The automotive industry is regarded as being elastic as prices fluctuate with regards to supply and demand. Consumers are now able to choose from a vast amount of vehicles make with many models being in the market. This means that although vehicles are considered as necessity, some cars are considered as luxury. Another factor that has a direct impact on supply and demand of vehicles is the inflating costs of fuel as this makes less people purchase automobiles. This consequently affects manufacturing on the number of vehicles to be produced, and subsequently, the numbers of vehicle parts. This means that the price of vehicles as well as vehicle parts increases as the demand is low thereby making price elasticity of demand be elastic.

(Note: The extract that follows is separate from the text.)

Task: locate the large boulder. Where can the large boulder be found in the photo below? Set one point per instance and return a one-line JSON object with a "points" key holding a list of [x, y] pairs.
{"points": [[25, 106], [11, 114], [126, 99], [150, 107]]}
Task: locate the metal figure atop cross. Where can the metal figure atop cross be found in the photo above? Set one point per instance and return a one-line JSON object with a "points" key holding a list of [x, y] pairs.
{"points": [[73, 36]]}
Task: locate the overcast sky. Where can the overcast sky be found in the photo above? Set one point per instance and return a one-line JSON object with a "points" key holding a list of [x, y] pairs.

If AutoEdge does raise price, how will its total revenue shift? Total revenue is price multiplied by the quantity produced. If AutoEdge raises its price by 10 %, then its total revenue will depend on whether the demand turns out to be inelastic or elastic. Id demand turns out to be elastic, then AutoEdge will find its total revenue dropping. The 10 % rise in price will be most likely offset by the significant drop in quantity. If the demand is inelastic and the company can manage to maintain majority of its customers at a higher price, then its total revenue will increase. The effect of higher prices will most likely offset the small decrease in volume.
The relationship can therefore be summarized as: if the demand is elastic, then the percentage change in quantity will consequently exceed the percentage change in prices and total revenue will shift in similar direction as quantity. If the demand is inelastic, then the percentage change in quantity will be small than the percentage change in prices and total revenue will shift in similar direction as the price.